Quando a gata morreu, de velhinha, fui eu que lhe acudi a tantos quilómetros de distância. Só acudimos aos vivos, por isso não deve gerar confusão que a frase seja acerca dela, da minha única mãe. Foi a amiga do relato quem lhe ofereceu o gato. Quem, em seu perfeito juízo, oferece um gato quase novo, para sempre, a uma senhora idosa que mal dá conta de si? Uma amiga, claro.

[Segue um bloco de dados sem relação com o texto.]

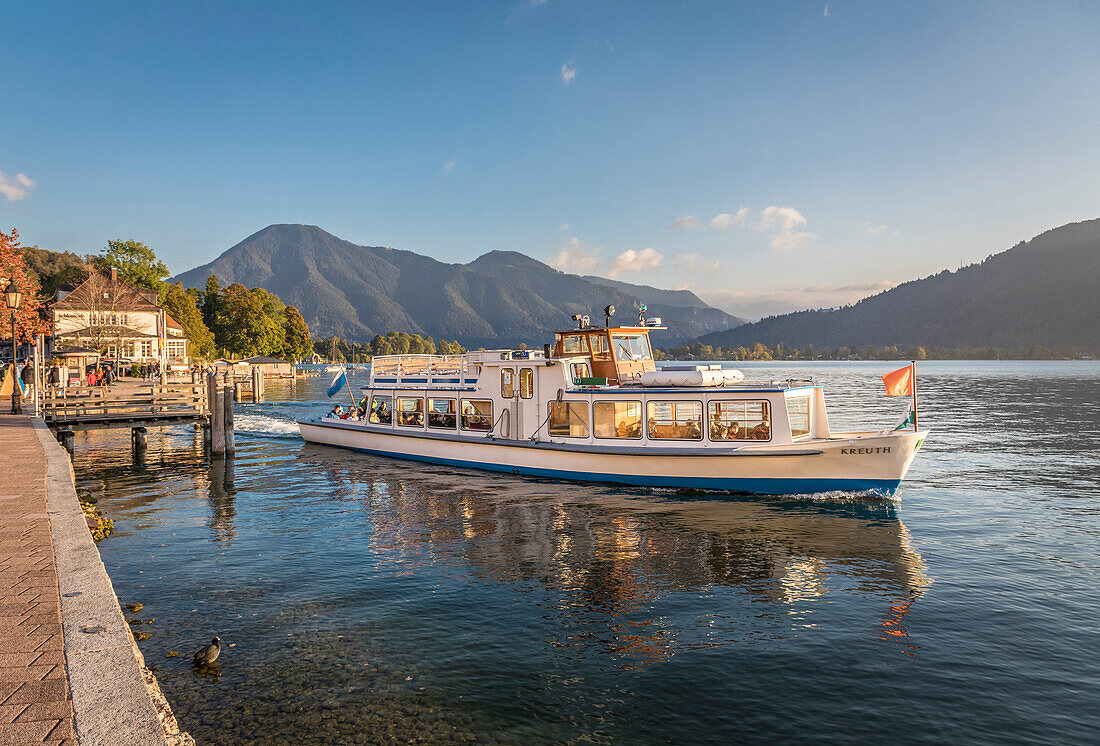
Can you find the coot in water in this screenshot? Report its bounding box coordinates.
[195,637,221,666]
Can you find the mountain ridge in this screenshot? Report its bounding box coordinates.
[693,219,1100,350]
[172,223,741,347]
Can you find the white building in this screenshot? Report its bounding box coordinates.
[50,270,188,365]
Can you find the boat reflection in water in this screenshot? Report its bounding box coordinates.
[299,445,931,668]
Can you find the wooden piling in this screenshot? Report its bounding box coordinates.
[222,387,237,453]
[252,365,264,404]
[207,375,226,456]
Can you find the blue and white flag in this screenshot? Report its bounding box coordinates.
[329,371,348,398]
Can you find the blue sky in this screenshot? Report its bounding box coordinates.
[0,0,1100,317]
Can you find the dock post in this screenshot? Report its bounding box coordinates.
[222,384,240,453]
[207,375,226,456]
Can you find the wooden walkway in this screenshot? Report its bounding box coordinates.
[42,382,210,430]
[0,415,74,744]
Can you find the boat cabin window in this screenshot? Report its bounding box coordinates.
[612,334,653,361]
[707,402,771,440]
[787,396,810,438]
[561,334,589,355]
[428,398,457,430]
[592,402,641,438]
[589,332,612,361]
[397,396,424,427]
[366,394,394,425]
[646,402,703,440]
[548,402,589,438]
[462,399,493,432]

A minha mãe ficou só, com o gato. O único filho partira para sempre de casa há mais de trinta anos e vivia a muitos quilómetros, sem lhe poder acudir.
Quando a minha mãe morreu, de velhinha, fui eu que lhe acudi. Só acudimos aos vivos, por isso não deve gerar confusão que a frase seja acerca dele, do gato. Quando nos vimos não sabíamos que iríamos ter de ficar um com o outro, para sempre. Eu era alérgico a gatos e ele, calculo, que não soubesse se seria alérgico a mim. Para ele, ela saiu e voltei eu, que ele nunca vira. Para mim, ela saiu e voltei eu, que nunca o tinha visto.
Agora tenho um gato, mas a minha mãe, que me teve mas que já quase não me tinha, não tenho eu. Fiquei assim órfão para sempre, já quase velhinho. É natural que nem o gato nem eu fiquemos um com o outro por mais outra metade de uma vida, da minha se tivermos muito tempo, da dele se a ceifeira vier com mais pressa para levar um ou outro. Mas ficaremos juntos para sempre, assim como mães e filhos se têm, ainda que à distância de muitos quilómetros.
Como é efémero o sempre, tal qual o ter das coisas.